Le cadran sonne même s’il fait encore noir. Un peu confuse, je sors du lit et je me demande ce qui se passe. Ah oui. Le travail. C’est fini le congé de maternité. On recommence la folie du quotidien métro-boulot-dodo. Mais on ajoute à ça deux enfants. 

J’ai eu la « chance » d’avoir un long congé de maternité: 15 mois et demi. Il faut dire que sur ces quinze mois, on en a passé plusieurs à l’hôpital. Puis, ce sont les rendez-vous médicaux qui se sont succédé. Mais quand l’été s’est pointé le nez et que bébé a commencé à dormir dans son lit, les jours sont devenus beaucoup plus doux. 

Parce qu’on va se le dire, nous sommes chanceuses ici, au Québec, d’avoir accès à cette pause familiale. Et que même si c’est une montagne russe de beau et de difficile, de souvenirs et d’isolation, de défis et d’apprentissage, c’est aussi une rare pause dans une vie professionnelle. 

C’est un peu ce qui m’a frappée tout d’un coup lorsque mon congé s’est terminé: je n’aurai plus jamais de pause de plus de quelques semaines consécutives. Et ce, jusqu’à ma retraite. Ayoye

Mais retourner au bureau, c’est aussi bien le fun. On revoit nos collègues et amis. On boit du café chaud. On va aux toilettes sans se faire suivre (j’espère!). 

Il faut quand même avouer que ça entraîne aussi quelques défis:

1- Exit les leggings et les petites brassières molles, c’est le temps de recommencer à s’habiller en adulte.
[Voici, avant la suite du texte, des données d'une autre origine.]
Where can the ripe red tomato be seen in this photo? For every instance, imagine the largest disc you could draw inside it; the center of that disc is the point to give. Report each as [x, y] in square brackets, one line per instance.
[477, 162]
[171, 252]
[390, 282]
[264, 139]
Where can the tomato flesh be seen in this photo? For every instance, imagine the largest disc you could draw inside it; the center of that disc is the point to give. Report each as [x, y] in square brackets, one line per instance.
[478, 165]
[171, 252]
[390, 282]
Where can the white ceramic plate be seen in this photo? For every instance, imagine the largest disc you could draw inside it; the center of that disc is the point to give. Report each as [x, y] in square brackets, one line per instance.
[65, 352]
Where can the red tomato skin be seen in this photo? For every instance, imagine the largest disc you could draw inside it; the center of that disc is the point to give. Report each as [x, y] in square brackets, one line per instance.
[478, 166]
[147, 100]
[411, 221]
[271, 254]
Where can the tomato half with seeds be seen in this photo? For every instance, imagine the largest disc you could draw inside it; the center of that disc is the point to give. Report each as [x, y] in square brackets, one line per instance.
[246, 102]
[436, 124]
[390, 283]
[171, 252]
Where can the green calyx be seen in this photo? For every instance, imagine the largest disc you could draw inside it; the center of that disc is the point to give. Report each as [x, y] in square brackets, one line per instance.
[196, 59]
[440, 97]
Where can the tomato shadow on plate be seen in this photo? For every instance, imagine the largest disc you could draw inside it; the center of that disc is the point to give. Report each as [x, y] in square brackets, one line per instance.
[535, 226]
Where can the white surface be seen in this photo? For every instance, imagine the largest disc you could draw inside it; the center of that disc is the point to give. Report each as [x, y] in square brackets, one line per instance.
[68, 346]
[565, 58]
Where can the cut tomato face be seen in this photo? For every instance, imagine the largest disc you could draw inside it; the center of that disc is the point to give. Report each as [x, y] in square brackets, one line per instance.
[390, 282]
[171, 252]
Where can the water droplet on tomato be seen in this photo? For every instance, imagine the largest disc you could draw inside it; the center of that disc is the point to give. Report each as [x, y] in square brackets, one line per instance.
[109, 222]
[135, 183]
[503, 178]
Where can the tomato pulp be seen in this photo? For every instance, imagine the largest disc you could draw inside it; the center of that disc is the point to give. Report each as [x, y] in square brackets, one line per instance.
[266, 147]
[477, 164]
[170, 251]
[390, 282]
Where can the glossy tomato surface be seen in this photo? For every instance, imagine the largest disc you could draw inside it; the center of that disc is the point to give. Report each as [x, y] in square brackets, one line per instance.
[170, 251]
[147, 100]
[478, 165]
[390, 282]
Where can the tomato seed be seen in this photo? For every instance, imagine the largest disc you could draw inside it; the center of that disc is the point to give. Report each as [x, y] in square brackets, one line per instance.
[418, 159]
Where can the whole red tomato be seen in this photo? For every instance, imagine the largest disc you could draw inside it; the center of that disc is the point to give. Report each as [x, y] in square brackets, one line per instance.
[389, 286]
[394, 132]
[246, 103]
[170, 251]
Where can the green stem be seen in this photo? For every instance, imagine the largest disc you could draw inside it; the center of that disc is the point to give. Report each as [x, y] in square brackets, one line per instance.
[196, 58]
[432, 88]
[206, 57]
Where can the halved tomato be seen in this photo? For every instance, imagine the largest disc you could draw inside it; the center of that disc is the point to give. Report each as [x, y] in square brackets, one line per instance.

C’est aussi le moment où on se rappelle à quel point des pantalons avec des boutons, ce n’est pas aussi confo que des beaux pantalons de joggings.

2- C’était quoi, déjà, mon mot de passe d’ordinateur? Et le logiciel que j’utilisais tous les jours, il s’ouvre comment, déjà? Il y a vraiment une période d’adaptation lors du retour. De nouveaux visages, de nouveaux projets. Des insides jokes qu’on ne comprend pas et sûrement une ou deux nouvelles directives corporatives. Je ne vous souhaite pas un nouveau photocopieur.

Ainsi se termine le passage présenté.